Послышались звуки борьбы Они, то отдалялись, то приближались. Вопли дикарей были не менее громкими, чем рычание Тахора.
Гизелла увидела тень руки, а потом и саму руку с жутким костяным ножом с зазубринами. Нож в темных разводах, не иначе от крови, был занесен над ее лицом. Гизелле хотелось закричать, она зажмурилась и сильно дернула головой — и в этот момент нож опустился.
Гизелла не почувствовала боли. С ужасом она открыла глаза и обнаружила, что может открыть и рот.
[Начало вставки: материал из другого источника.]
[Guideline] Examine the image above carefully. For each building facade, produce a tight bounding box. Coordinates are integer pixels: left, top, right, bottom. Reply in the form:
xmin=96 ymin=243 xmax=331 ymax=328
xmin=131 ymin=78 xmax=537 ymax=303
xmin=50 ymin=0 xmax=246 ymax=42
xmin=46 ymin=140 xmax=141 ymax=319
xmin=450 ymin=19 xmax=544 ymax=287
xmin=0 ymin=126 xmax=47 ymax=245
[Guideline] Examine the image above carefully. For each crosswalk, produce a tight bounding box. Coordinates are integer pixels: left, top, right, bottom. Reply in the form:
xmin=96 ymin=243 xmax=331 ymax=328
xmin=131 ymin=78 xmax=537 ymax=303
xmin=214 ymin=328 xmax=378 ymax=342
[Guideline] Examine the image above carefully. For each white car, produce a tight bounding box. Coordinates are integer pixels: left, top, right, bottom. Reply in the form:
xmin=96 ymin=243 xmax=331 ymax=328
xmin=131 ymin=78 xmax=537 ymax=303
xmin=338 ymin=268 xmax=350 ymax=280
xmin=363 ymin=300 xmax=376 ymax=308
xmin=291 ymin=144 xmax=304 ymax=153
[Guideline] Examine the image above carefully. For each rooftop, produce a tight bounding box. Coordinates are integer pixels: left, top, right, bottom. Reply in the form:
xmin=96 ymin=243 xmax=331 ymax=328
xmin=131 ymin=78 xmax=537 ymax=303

Камня, завернутого в лоскут вонючей кожи, во рту больше не было. Гизелла закричала.
— Тише! — послышался голос матери племени.
Костяной нож снова поднялся и опустился. Гизелла смогла повернуть голову.
— Беги! — сказала мать. — Ты должна бежать!
И она быстро разрезала остальные путы. С болью в спине и шее, Гизелла поднялась на своем ритуальном ложе.
Тахор метался по пещере, убивая пещерных дикарей. Как выяснилось, это было не так просто сделать. Дикари обладали почти невозможной прыткостью. Они прыгали по пещере, словно блохи, и при каждом удобном случае разили зеленокожего демона — дубиной или камнем.
— Быстрее, дура! — поторопила мать и в подтверждение своих слов столкнула Гизеллу с ложа.
Гизелла упала на теплый песок, приземлившись на четвереньки, словно кошка, и едва не уткнулась носом в разодранный труп дикаря. Но это оказался не совсем труп. Он еще дышал. У него не было правой руки, а он продолжал цепляться за жизнь.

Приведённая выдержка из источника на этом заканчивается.